I should post something here

I should post something here

Ohio does not believe it’s April yet. Virginia doesn’t, either, since we had snow just a couple of days ago. And I certainly can’t believe it’s April because I don’t know where the months went or how it’s four months into 2016 already, but I suppose it’s true after all!

I am still working on The Fish and the Bird, in spurts. If I am to be completely and truly honest, copy editing is my least favorite part of the publishing process. But it’s a necessary one. And it’s one of the last ones, which should feel encouraging. But that isn’t the only reason it’s been so delayed. Other novels (NaNoWriMo2015) that are in the fun and exciting first draft stage have shamelessly stolen my attention, so it’s not that I haven’t been working at all. The time has not been wasted. Most of it, anyway.

If you’ve read Exactly Where They’d Fall, you’ll remember Amelia when you read The Fish and the Bird. It is not a sequel because it’s not Amelia’s story, but I quite love the way she’s wormed her way into the plot.

Anyway, just to share, just to put something tangible from this book out into the world, here’s a bit from Leila, chapter 11, The Fish and the Bird

 

“I made friends with Amelia, eventually, and I never intended for that to happen. It just happened. I just wanted to say thank you, congratulations, and all of those things I never said before when we could have been friends, but weren’t. She didn’t teach yoga anymore, but I stopped into The Lotus and finally got that massage from the little woman with the strong hands. I cried during the massage, which she told me was normal, but I didn’t feel like it was normal. I never let him give me a massage, even though it was his job. It would have been too much. To this day, I still thought about those hands and what he could have done to me with them.

Amelia liked apple cobbler, so I brought her some when the baby was born as a gift. And I explained how I was glad she gave me his number, but that I couldn’t call him yet because I didn’t have anything definite to tell him. Amelia understood. Then, after a few weeks, she came in with the baby for some more pie one night. We talked about poetry and about Japan, where she’d been stationed with her dad as a child, and about our children. And no, we never talked about Corbin—not even a little bit. It was a secret she kept for me, and for him, and we built our friendship around that. It was enough. Amelia felt like a piece of him that I could still have.

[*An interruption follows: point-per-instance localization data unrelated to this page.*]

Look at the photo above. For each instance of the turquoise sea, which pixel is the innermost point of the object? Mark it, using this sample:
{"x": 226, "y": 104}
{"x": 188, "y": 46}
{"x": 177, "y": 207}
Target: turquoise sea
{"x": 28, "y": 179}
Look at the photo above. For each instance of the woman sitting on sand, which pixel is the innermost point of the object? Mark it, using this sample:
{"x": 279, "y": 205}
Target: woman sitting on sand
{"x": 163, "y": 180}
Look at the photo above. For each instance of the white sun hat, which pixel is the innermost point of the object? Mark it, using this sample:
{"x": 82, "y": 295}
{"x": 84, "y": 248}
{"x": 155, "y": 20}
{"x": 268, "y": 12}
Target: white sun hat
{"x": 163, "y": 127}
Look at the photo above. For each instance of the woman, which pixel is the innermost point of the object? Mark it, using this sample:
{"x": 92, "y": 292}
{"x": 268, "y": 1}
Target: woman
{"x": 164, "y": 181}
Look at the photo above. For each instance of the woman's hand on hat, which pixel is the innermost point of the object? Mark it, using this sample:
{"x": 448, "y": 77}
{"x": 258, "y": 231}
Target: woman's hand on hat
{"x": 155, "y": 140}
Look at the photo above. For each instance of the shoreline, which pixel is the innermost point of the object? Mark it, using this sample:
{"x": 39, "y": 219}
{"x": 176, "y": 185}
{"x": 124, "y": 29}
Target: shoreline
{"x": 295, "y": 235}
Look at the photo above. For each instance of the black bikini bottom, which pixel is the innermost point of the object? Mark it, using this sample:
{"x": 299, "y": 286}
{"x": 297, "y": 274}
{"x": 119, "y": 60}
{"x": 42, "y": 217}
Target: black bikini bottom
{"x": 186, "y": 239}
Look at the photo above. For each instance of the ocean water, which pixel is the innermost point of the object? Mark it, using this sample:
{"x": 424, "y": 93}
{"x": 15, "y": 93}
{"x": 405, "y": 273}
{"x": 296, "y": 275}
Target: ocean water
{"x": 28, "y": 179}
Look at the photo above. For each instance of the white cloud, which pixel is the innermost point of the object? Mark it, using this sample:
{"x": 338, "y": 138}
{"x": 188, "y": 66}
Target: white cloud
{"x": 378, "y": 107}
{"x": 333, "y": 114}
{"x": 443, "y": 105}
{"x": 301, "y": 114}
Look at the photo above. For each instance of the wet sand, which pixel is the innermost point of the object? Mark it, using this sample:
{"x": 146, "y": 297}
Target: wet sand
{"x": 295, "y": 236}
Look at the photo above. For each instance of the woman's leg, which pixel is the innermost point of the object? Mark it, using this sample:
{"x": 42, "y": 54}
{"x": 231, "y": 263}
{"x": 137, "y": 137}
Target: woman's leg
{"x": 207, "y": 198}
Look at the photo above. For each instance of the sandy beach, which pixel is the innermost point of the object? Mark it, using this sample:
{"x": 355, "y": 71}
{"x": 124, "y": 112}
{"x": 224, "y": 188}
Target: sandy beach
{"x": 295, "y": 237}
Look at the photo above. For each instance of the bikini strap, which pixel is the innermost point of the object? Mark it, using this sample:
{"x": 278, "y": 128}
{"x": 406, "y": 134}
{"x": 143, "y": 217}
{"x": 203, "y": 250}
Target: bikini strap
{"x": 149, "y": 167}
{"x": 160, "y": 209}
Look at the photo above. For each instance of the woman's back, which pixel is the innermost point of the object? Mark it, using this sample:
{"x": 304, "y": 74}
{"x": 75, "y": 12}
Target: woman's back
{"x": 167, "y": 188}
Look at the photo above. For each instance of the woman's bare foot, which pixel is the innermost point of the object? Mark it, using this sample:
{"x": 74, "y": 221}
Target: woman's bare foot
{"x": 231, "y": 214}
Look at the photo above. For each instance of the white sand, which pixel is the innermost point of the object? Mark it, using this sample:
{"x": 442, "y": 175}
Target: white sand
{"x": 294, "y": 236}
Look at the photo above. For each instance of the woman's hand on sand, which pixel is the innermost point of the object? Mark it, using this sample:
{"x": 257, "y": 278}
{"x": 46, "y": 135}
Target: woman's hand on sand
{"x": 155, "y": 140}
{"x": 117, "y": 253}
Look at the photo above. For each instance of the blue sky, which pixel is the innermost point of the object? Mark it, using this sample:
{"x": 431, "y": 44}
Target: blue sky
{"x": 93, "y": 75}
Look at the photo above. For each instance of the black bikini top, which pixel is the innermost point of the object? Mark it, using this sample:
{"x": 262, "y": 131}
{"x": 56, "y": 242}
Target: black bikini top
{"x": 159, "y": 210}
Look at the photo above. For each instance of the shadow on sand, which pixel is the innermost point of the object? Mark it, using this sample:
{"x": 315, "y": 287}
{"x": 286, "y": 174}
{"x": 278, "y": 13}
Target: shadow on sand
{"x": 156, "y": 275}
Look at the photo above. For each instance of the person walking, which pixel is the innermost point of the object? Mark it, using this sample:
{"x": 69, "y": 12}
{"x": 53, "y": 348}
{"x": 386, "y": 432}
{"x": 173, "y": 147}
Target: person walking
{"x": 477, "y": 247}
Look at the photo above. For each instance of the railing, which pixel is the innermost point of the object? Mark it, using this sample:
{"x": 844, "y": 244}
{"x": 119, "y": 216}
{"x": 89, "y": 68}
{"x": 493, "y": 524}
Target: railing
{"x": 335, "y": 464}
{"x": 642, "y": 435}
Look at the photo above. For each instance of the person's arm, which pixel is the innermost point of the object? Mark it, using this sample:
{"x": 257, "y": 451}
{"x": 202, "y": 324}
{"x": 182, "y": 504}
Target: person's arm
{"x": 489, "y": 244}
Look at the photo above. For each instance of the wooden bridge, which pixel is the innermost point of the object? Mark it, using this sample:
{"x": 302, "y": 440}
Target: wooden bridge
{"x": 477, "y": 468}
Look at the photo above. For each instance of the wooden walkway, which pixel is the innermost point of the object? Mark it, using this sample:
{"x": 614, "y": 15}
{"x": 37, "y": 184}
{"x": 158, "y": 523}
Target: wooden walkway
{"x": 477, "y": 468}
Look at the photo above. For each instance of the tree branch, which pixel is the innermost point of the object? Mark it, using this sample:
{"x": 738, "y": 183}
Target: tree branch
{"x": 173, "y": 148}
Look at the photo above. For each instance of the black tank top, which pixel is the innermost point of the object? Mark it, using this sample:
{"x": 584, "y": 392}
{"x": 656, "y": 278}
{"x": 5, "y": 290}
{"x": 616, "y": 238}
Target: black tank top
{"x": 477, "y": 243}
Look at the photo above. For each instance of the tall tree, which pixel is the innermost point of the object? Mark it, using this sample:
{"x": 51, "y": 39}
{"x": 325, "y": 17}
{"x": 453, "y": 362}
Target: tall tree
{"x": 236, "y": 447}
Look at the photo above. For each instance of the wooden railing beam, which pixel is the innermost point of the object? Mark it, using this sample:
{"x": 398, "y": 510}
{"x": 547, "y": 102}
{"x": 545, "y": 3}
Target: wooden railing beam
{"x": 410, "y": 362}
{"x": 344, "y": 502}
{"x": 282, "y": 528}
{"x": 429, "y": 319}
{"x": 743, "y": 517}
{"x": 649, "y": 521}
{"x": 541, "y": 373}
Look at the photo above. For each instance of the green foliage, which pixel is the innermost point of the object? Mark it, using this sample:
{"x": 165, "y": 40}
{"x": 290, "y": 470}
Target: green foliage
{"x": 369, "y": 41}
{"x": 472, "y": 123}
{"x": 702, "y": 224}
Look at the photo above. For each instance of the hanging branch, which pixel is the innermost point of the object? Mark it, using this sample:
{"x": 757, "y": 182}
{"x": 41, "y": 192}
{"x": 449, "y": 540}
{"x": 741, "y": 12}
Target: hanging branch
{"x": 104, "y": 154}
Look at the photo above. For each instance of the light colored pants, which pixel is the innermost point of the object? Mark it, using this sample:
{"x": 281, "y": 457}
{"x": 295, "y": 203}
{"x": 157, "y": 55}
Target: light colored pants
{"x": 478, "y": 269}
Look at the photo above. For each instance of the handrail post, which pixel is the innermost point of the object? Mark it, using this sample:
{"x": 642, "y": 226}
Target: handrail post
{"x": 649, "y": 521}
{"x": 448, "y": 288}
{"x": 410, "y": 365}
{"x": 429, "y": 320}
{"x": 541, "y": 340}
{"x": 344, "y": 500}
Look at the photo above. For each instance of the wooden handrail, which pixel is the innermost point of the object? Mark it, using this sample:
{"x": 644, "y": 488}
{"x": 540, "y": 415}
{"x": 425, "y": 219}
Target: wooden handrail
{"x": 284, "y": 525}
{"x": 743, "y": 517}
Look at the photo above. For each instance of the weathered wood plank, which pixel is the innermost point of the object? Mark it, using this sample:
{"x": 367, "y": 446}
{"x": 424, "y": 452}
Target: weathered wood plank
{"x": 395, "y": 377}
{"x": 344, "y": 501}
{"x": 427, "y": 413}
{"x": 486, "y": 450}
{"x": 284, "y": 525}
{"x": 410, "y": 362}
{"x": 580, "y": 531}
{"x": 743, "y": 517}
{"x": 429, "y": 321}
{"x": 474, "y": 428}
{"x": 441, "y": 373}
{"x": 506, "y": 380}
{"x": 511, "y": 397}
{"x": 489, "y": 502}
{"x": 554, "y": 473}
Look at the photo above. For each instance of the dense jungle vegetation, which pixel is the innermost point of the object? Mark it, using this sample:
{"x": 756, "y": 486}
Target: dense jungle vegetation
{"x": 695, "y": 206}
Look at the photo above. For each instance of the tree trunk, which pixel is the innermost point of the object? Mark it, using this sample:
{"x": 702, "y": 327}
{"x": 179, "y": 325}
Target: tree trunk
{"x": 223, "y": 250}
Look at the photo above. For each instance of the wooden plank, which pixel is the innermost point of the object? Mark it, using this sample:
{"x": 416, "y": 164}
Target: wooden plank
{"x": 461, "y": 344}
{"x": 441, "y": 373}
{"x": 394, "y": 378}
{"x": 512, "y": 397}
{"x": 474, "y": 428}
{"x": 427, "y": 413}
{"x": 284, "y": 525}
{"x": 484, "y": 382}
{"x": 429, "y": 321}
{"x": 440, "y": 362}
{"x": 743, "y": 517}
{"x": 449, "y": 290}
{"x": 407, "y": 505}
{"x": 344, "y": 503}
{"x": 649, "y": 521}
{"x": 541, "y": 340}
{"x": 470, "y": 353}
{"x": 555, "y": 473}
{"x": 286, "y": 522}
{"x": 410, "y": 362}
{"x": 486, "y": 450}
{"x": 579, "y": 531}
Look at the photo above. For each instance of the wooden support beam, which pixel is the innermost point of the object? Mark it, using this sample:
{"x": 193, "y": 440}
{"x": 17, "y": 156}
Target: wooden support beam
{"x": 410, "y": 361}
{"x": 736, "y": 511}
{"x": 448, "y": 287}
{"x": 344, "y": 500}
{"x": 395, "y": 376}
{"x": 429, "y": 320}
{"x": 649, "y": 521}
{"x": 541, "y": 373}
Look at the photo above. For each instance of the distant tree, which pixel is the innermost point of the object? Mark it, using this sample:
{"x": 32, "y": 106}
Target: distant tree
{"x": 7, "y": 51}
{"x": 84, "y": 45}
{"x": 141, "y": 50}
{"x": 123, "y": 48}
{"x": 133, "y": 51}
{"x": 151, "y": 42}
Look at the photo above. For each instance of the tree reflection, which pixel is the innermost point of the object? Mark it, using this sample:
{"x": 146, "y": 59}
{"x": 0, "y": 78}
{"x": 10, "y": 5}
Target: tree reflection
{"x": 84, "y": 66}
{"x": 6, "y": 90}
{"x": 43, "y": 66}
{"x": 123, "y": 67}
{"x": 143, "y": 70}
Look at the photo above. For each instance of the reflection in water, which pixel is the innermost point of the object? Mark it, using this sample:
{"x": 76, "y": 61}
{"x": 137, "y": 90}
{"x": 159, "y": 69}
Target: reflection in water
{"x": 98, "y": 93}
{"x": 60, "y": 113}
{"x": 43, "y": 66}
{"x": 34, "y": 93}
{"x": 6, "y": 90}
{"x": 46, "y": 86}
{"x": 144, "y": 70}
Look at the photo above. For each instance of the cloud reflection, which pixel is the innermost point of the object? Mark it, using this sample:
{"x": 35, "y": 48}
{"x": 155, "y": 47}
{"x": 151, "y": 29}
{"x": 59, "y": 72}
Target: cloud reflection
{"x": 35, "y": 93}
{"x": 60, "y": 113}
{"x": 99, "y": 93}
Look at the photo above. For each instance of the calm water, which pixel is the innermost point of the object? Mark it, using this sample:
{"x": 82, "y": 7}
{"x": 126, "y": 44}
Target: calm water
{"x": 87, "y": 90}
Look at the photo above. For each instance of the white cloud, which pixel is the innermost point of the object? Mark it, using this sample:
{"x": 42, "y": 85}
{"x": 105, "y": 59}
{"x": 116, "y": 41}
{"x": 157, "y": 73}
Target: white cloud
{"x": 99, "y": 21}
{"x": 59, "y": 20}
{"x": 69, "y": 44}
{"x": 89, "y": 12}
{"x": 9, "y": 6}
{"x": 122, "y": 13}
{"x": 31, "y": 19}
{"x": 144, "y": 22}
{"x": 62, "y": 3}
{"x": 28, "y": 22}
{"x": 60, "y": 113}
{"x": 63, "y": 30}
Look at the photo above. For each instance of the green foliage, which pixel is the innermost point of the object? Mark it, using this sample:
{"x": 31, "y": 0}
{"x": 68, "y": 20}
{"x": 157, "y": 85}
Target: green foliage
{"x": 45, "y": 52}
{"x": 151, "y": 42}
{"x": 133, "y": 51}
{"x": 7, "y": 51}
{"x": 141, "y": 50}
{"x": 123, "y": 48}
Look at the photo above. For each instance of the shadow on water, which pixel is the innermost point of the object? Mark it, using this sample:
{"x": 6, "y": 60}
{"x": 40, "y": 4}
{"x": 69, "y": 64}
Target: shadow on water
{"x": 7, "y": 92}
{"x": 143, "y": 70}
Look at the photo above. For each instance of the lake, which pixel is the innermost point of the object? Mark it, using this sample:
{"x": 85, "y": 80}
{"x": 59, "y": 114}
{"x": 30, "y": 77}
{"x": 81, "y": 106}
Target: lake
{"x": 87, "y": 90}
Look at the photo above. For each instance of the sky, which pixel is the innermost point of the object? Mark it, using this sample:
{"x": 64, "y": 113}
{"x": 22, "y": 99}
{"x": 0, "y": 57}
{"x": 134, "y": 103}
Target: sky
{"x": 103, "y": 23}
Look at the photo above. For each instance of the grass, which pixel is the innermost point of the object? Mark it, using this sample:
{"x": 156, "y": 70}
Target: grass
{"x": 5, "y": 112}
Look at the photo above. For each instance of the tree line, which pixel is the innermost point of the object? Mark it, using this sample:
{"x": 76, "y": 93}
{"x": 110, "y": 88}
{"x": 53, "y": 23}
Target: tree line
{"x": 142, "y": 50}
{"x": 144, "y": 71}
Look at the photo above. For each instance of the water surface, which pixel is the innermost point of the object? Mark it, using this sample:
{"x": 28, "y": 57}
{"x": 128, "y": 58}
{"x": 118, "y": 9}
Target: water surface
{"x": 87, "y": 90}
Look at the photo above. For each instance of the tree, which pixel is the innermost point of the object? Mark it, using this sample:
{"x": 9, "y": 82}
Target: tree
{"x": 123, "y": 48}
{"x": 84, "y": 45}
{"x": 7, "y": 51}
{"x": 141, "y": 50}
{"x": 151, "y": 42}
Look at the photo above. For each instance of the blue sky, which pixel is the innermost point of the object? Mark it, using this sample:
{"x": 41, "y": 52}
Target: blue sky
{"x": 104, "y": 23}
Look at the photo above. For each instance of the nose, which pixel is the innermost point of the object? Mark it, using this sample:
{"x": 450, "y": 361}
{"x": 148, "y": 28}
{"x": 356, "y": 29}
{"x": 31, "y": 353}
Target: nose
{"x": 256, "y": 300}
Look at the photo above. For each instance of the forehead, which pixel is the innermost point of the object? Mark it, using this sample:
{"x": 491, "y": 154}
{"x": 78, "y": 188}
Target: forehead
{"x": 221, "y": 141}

Amelia let me meet her husband, Drew, hesitantly, and then fully after she felt that she could trust me. Amelia was an anxious and untrusting woman, so her decision to trust me—a woman with a lusty heart, prone to inevitable trouble, imploding marriages and whole families in a single bound—meant a lot. But I’d made enough messes in my time. I would not destroy any more lives than I had already. Drew was charming and very handsome, with pretty features and a head of thick black curls. He was a poet. We talked about Li Po, and he actually knew who Li Po was. I could talk to him about an ancient Chinese poet, and he didn’t look at me like I was an alien.

There were still people in the world today who wrote poetry, I realized. There were people who did taxes, who taught history, who baked pies and who put out fires. There were people who cut hair, mixed prescriptions, mended sports injuries, and searched the galaxy for stars. And there were, of course, people who grew winter wheat and tomatoes. The whole world full of people was so large and our place in it was so small, a pin-prick, an atom. I wanted to meet all of the different kinds of people who did all of the different kinds of things in this world. I wanted to meet them all and hear their stories.”